IBAT (Integrated Biodiversity Assessment Tool)は、バードライフ・インターナショナル(Birdlife International)、コンサベーション・インターナショナル(Conservation International)、国際自然保護連合(IUCN)、国連環境計画世界自然保護モニタリングセンター(UNEP-WCMC)の4つの保護団体の連合が運営する生物多様性データプラットフォームです。2008年に設立され、本部は英国ケンブリッジに置かれています。IUCN絶滅危惧種レッドリスト、世界保護地域データベース(WDPA)および主要生物多様性地域の世界データベース(WDKBA)のデータ、さらにこれらから派生するデータとして種の脅威の軽減と回復(STAR)指標も提供しています。


IBATを使用して、日本国内の2つの地点を探索してみます。ひとつは北海道上川郡新得町役場(以下「新得町役場」)で、『自然環境保全法』に基づきその自然環境が人の活動によって影響を受けることなく原生の状態を維持していて特に保全が必要な地域として指定する「十勝川源流部原生自然環境保全地域」が町内にある場所です。もうひとつは東京都庁で、敷地面積約88,000m2(東京ドームの1.9倍)の都市公園が隣接しているものの、新宿副都心の高層ビル群の一角に位置している場所です。
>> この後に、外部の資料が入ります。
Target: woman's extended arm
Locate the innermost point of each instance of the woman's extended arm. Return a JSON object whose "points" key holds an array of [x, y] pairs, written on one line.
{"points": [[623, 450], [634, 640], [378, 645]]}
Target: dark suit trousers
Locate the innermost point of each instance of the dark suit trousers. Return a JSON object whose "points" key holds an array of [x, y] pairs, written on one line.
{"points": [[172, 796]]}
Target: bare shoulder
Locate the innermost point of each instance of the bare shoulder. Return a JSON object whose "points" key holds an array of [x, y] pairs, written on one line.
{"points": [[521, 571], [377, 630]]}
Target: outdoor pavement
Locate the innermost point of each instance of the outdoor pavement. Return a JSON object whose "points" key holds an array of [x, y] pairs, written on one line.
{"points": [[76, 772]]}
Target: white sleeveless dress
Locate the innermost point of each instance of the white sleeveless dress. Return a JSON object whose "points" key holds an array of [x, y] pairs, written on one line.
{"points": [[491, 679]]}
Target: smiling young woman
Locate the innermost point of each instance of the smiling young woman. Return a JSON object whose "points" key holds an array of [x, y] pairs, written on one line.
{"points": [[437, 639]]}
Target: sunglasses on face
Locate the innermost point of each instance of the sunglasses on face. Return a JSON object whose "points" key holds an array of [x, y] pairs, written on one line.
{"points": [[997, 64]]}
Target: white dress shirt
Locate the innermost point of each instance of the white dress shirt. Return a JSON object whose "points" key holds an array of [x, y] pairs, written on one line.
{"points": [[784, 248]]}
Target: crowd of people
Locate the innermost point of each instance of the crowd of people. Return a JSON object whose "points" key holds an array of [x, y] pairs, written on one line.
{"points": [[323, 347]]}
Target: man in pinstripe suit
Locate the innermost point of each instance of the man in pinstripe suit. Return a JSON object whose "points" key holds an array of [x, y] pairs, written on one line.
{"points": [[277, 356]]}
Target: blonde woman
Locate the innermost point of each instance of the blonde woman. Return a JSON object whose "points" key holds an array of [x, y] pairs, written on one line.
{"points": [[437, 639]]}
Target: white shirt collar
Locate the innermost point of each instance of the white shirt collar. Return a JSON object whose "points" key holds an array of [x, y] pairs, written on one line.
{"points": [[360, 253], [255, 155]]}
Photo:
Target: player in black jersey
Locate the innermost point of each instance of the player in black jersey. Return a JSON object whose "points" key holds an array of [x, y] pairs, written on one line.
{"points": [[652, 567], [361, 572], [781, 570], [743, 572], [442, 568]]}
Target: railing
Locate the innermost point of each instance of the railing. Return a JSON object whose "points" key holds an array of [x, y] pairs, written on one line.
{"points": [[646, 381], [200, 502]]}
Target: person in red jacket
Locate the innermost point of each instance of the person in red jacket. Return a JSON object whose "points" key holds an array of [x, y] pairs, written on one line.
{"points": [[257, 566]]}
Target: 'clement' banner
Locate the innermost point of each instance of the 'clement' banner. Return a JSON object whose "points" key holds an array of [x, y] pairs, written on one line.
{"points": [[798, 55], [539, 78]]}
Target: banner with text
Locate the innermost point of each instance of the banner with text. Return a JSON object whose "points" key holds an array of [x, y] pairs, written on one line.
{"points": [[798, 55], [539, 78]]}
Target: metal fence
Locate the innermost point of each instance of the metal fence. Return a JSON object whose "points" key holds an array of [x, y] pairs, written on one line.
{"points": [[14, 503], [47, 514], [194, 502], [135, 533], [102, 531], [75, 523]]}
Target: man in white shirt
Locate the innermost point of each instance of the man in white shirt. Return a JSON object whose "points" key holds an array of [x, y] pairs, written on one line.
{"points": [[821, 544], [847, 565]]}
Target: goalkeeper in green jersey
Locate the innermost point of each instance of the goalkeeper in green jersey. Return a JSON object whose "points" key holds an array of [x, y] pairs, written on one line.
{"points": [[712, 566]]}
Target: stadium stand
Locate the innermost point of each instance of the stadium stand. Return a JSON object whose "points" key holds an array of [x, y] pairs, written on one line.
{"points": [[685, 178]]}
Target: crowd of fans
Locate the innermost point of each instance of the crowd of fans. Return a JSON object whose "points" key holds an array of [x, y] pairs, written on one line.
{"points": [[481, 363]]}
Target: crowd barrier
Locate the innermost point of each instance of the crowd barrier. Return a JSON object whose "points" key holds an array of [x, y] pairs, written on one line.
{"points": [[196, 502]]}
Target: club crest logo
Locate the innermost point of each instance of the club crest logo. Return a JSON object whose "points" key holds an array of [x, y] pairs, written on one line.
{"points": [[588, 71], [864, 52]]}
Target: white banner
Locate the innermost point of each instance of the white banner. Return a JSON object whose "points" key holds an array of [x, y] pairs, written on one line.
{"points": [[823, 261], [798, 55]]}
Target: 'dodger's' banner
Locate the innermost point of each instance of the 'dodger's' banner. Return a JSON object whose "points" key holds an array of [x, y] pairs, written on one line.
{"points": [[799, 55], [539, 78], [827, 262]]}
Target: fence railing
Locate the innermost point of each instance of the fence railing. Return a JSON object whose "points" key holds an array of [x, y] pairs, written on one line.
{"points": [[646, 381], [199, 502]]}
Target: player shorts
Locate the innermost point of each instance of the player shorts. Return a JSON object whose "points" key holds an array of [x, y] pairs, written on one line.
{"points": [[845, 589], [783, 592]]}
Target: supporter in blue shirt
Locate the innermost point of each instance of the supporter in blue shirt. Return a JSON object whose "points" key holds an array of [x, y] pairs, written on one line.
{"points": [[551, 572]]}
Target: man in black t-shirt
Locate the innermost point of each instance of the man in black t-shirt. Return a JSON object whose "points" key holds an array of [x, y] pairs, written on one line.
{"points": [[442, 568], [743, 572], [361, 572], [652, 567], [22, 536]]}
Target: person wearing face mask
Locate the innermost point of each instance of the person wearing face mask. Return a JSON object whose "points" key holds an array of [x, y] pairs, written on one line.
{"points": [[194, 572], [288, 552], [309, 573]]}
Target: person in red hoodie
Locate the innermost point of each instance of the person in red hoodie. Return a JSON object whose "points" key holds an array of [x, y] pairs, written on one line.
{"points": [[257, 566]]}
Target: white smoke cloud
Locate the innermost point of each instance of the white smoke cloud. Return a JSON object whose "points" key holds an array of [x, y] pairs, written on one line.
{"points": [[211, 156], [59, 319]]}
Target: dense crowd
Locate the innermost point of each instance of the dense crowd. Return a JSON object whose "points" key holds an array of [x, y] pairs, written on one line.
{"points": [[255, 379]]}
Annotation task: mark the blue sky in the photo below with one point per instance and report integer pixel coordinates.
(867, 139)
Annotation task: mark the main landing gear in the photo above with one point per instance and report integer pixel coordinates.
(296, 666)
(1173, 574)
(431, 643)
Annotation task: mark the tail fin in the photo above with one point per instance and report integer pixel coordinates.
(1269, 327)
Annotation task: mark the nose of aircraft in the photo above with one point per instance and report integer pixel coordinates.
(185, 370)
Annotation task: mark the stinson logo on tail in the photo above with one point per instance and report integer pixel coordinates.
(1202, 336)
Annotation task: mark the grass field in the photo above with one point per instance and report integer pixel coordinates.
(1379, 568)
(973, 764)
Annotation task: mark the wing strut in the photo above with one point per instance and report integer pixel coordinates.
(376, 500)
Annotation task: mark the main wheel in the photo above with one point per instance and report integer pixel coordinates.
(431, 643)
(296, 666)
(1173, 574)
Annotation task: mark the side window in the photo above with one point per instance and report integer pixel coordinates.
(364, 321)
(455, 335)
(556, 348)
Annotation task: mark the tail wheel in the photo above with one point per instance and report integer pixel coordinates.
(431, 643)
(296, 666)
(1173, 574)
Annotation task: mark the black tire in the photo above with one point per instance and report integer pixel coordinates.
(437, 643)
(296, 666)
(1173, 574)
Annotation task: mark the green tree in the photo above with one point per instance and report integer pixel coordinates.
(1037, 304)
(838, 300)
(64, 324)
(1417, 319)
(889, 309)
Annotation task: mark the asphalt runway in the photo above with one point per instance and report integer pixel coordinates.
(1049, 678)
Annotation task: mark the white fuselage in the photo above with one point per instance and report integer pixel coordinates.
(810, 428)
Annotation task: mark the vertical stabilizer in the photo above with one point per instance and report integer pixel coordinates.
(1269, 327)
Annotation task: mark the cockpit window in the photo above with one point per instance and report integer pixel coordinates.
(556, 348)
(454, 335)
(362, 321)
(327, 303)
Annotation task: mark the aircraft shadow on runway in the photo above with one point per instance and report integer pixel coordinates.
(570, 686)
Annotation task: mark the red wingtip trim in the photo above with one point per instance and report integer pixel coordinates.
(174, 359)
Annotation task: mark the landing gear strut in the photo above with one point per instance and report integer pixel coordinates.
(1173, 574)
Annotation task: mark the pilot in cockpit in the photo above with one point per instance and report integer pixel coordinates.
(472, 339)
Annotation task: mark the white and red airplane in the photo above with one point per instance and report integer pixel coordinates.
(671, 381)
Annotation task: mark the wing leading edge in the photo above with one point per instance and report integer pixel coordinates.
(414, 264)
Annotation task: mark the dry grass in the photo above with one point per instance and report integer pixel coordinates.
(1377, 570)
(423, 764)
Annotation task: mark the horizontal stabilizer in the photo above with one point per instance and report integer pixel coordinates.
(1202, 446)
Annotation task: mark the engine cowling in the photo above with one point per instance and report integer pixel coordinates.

IBATの探索結果を見ると、IUCNレッドリストの種の数、保護区および生物多様性の保全上重要な地域の数は、いずれも東京都庁の方が多くなっています。東京都庁の方が自然豊かな場所に位置していると判断できる結果となっています。これは、調査した範囲が50km以内であること原因があると考えられます。東京都庁の場合、50km以内には関東平野全体、東京湾、奥多摩・丹沢の山地、千葉県の手賀沼・印旛沼などの多様な生態系が含まれています。一方、新得町役場は富良野市や帯広市が含まれるものの日高山脈や大雪山国立公園などの山地です。このように50kmの範囲に含まれる生態系の多様さが結果に表れていると考えられます。IBATでは50km以下の診断結果も得られますが有料です。したがって、無料で調査できる範囲ではIBATは有用なツールではないと考えます。

また、新得町役場は十勝川源流原生自然環境保全地域や大雪山国立公園に近く、自然環境保全が進んでいる地域であるにも関わらず、役場のSTARtおよびSTARrはそれぞれ0.0002、0.0024で、「絶滅危惧種の保全状況が極めて初期段階」と解釈できる数値を示しています。この点からも、IBATを使用して日本国内の地点で探索することに疑問があります。なお、STARt(Species Threat Abatement and Restoration target)は、種の絶滅リスクを軽減するための行動を取っているかを定量的に評価する指標で、Highスコアほど行動が絶滅リスクの軽減に寄与していることを示します。STARr(Species Threat Abatement and Restoration restoration target)は、絶滅危惧種の回復(restoration)に向けた行動の効果を定量化する指標で、Highスコアほど行動が効果的に実施されている状態を示します。
日本国内に限れば、自然環境保全上の重要な地域の把握には、環境省が公開している「生物多様性マップ」が有用です。これは、保護地域、自然共生サイト、生物多様性保全上効果的な場所等を地図上で確認できるツールで、2025年、4月21日から施行運用を開始しています。日本国内の任意の地点で、近傍の自然環境保全地域、自然公園、鳥獣保護区、特定植物群落などが図示されます。さらに、市区町村レベルで、地域生物多様性戦略を策定しているかも確認することができます。